A small crowd of people had assembled and were peering through the window at me. Or at least some were. Others were looking at the menu. There was a stand-off. Me looking at them, my latest fistful of pizza hovering by my mouth; them plainly scrutinising me. What were they looking for? I blinked. More saliva fell on to my plate. I blinked again. And then I chowed back the pizza. And immediately, as if I'd fired a starter-pistol, in they came. Them, and another couple who had been watching, too, a bit further down. I was in my bubble, sure, but even so, it was blindingly obvious what was happening here: these people were coming into the pizzeria because of how much I was enjoying the food.

I'd never really thought of the window-fronts of pizzerias as advertising. But, of course, it's exactly what they are. Why spend thousands of pounds on a mural of a traditional Italian family getting lashed and guzzling calzone? Much better to slap a window up and get a portly columnist to openly enjoy a Margherita behind it. Nature's advertising. Like the star of my own animated billboard, I licked my lips and slapped my belly and rammed another slice in. If I'm the face of this joint, I thought, I'm determined to make a good fist of it.

I looked around me and noticed the place had really filled up during my 'stint'. I felt a great sense of professional pride and tried to get more folk through the doors by licking my lips more and pointing to my plate and nodding and thumbs-upping the waitresses.

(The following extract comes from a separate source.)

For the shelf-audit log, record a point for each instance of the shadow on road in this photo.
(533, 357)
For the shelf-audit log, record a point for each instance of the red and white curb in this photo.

I breathed hard on the window, too, and wrote "the pizzas here are second to none" into the condensation. This was no longer a quiet, little pizzeria. Thanks to my campaign it was now rammed, as people from all walks of life pointed over at me and explained to anyone with an apron on that "I'll have what he's having".

I had finished my pizza now. I lifted my T-shirt up and pointed to my tummy as if to say "that did the job" and some workmen from across the road downed tools and strolled over, but by now the queue was going round the block so they wouldn't stand a chance. Just as Twiggy had done for M&S before me, I had turned round this innocuous Italian eatery's fortunes.

I wiped the corners of my mouth with a napkin and waddled to the till. It was time to discuss payment.